The Cardiac Silent Treatment-siRNA's Rhythm Reset

Introduction of siRNA in Cardiac Diseases

Cardiovascular diseases (CVD) typically develop gradually over time and remain chronic conditions. The therapy of CVD has achieved considerable progress but current drugs show many negative characteristics including toxicity and resistance. The natural cellular defense mechanism of siRNA provides superior benefits compared to pharmacological treatments because it effectively targets CVD-specific pathogenic genes with high potency while maintaining low toxicity. The use of siRNA extends to hyperlipemia, ischemia-reperfusion and choroidal neovascularization models and also helps identify critical genes associated with CVD. siRNA uses the natural RNA interference (RNAi) pathway to target and break down mRNA molecules which results in decreased production of specific disease-related proteins. A specific approach demonstrated potential results in treating various cardiovascular conditions such as atherosclerosis along with heart failure and hypertension.

Introduction: The Heart's Electrical Storm

CVD cover multiple conditions affecting the heart and blood vessels which remain the top cause of global mortality and present major health hurdles. This category covers cardiac issues including myocardial infarction (MI) and stroke along with heart failure and arrhythmias as well as various vascular diseases such as atherosclerosis hypertension peripheral artery disease valvular heart disease and congenital heart disease. Cardiovascular diseases resulted in approximately 20.5 million deaths globally in 2021. When cells receive double-stranded RNA molecules either through direct cytoplasmic introduction or from external environmental uptake they process these molecules into siRNAs. The enzyme Dicer enters the cell and cuts long dsRNA molecules into shorter segments called siRNAs. The guide strand of siRNA leads the RISC complex to specific mRNA targets which results in its cleavage or degradation and blocks protein synthesis.

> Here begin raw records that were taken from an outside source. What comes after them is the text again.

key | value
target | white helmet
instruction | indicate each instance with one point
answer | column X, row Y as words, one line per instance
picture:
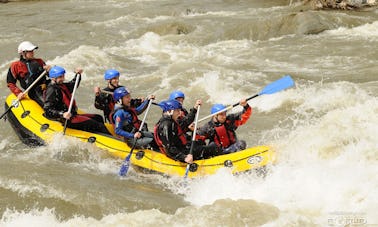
column 26, row 46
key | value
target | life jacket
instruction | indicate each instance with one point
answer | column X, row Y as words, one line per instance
column 26, row 71
column 224, row 136
column 135, row 122
column 67, row 98
column 160, row 144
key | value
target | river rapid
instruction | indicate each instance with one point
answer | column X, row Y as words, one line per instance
column 324, row 129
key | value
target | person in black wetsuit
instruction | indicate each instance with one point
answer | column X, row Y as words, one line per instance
column 26, row 70
column 58, row 98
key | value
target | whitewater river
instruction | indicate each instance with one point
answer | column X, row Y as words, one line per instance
column 324, row 129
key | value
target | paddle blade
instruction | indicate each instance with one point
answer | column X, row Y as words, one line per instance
column 278, row 85
column 187, row 171
column 125, row 166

siRNA function: The Heart's Molecular Mute Button

• Therapeutic potential: Precision silencing of faulty cardiac ion channels

siRNA shows promise for treating cardiac conditions because it targets malfunctioning cardiac ion channels for silencing. Ion channel dysfunction usually triggers the development of arrhythmias such as atrial fibrillation and ventricular tachycardia. Scientists can develop siRNA molecules that attach to the mRNA of these ion channels which leads to decreased channel expression and may restore normal cardiac electrical function. The use of siRNA to target the mRNA of particular ion channels responsible for arrhythmogenesis shows encouraging results in preclinical studies by showing potential to decrease both arrhythmia occurrence and intensity.

• Advantages over traditional antiarrhythmics

In comparison with other conventional drugs, siRNA have many advantages: Target site selection becomes easier and more flexible due to the sequence-specific nature of target mRNA and the complementary properties of siRNA. The inhibitory effects of siRNA can be directed at various sections of a single mRNA molecule. The precise targeting by siRNA towards the cognate transcript occurs through its sufficient length and strong homology to the target region. Cells contain siRNA that remains inactive if they lack appropriate targets. The most attractive feature of RNAi in antiviral applications is its ability to achieve exclusive specificity without any adverse side effects. siRNA exhibits long-term biological effects after being delivered through viral or plasmid vectors.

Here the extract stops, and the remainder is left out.